Micah, I don't use a bit with a bearing. However, it can help do the set up. Align the outfeed fence with the bearing (using a known straight-edge along the fence.) Your straight-edge should just touch the bearing, while maintaining full contact along the outfeed fence. Then the infeed fence needs to be set back (away from operator) by a small amount (typically 1/64 to 1/16 of an inch.) 

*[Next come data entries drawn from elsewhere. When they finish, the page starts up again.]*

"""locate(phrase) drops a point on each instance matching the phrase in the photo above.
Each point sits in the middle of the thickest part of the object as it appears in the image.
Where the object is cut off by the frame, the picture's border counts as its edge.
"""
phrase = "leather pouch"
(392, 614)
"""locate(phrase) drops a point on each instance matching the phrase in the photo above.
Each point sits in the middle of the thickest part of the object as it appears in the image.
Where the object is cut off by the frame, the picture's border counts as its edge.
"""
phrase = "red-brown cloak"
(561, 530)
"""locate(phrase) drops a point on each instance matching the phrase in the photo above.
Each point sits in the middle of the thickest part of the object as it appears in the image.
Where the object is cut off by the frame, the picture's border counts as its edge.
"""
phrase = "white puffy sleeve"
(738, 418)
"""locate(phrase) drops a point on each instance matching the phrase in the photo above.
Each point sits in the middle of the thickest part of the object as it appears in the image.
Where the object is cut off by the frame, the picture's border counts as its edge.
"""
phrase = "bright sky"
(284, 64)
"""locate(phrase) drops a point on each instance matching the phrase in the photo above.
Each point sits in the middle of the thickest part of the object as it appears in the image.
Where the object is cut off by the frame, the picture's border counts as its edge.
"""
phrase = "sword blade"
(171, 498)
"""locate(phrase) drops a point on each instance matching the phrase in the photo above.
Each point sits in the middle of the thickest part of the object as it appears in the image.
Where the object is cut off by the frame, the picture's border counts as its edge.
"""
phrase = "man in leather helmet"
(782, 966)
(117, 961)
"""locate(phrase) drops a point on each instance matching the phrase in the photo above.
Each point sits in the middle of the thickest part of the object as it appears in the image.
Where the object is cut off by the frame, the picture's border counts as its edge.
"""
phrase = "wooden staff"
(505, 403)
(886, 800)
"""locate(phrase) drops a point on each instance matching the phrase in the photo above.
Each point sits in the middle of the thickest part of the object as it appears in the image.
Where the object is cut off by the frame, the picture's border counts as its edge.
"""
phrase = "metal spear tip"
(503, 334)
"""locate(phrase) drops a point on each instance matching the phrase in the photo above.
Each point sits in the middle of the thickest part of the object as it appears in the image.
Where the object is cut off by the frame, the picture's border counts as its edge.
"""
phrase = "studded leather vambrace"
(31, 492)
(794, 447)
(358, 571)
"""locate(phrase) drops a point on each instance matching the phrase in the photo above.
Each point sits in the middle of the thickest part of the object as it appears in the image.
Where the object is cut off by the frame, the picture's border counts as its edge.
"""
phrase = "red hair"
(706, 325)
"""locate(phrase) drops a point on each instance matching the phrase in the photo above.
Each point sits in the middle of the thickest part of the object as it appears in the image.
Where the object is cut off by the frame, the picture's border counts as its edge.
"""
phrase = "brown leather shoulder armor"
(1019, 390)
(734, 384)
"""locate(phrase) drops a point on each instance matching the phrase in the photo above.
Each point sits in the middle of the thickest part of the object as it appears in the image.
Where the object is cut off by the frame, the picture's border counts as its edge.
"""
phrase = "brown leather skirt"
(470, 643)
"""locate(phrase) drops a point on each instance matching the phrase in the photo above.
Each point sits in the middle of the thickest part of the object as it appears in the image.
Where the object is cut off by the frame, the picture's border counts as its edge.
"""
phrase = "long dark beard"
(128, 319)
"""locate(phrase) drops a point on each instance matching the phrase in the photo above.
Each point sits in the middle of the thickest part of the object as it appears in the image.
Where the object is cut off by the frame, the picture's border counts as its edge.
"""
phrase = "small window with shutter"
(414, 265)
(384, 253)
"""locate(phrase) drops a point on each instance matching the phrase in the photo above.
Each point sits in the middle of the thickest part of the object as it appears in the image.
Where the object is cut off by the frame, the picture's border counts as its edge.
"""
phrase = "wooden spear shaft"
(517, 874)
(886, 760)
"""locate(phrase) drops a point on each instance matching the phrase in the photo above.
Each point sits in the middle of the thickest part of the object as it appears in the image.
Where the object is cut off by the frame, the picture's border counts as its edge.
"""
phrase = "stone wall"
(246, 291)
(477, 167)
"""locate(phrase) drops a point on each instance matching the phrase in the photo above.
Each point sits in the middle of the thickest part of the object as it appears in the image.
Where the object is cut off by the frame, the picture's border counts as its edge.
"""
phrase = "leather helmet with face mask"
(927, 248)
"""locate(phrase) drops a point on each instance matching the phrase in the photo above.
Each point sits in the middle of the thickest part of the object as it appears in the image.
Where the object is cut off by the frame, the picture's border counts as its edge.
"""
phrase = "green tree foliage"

One other thing, use the largest diameter straight (or spiral) bit you have. 

Cassandra


----------



## bobj3 (Jan 17, 2006)

Hi Cassandra

It's so easy to get a true board with the type of jig below, the blade can be out of wack the miter slot is the key and will do all the work.. 


======



Cassandra said:


> Bob:
> 
> I disagree with you on this one. Once I got the technique down pat, I have been able to joint two pieces of wood from store-bought roughness. Once the setup is correct, jointing two pieces is quick and easy. Like sanding or planing, the technique removes high spots and leaves the low spots on the first passes. More passes gradually reduce the high spots to the same plane as the low spots.
> 
> ...


----------



## jlord (Nov 16, 2009)

bobj3 said:


> Hi Cassandra
> 
> It's so easy to get a true board with the type of jig below, the blade can be out of wack the miter slot is the key and will do all the work..
> 
> ...


You don't even have to use the miter slot with this type of jig. You can also just use the fence as a guide. This type of jig will straight line one edge even if it has jagged bark inclusions from fresh cut timber. Something that would be unsafe on a router table.


----------



## Micah (Oct 11, 2010)

Thank you all so much for the help. I'll try using a bearing (flush trim bit) to help setup.


----------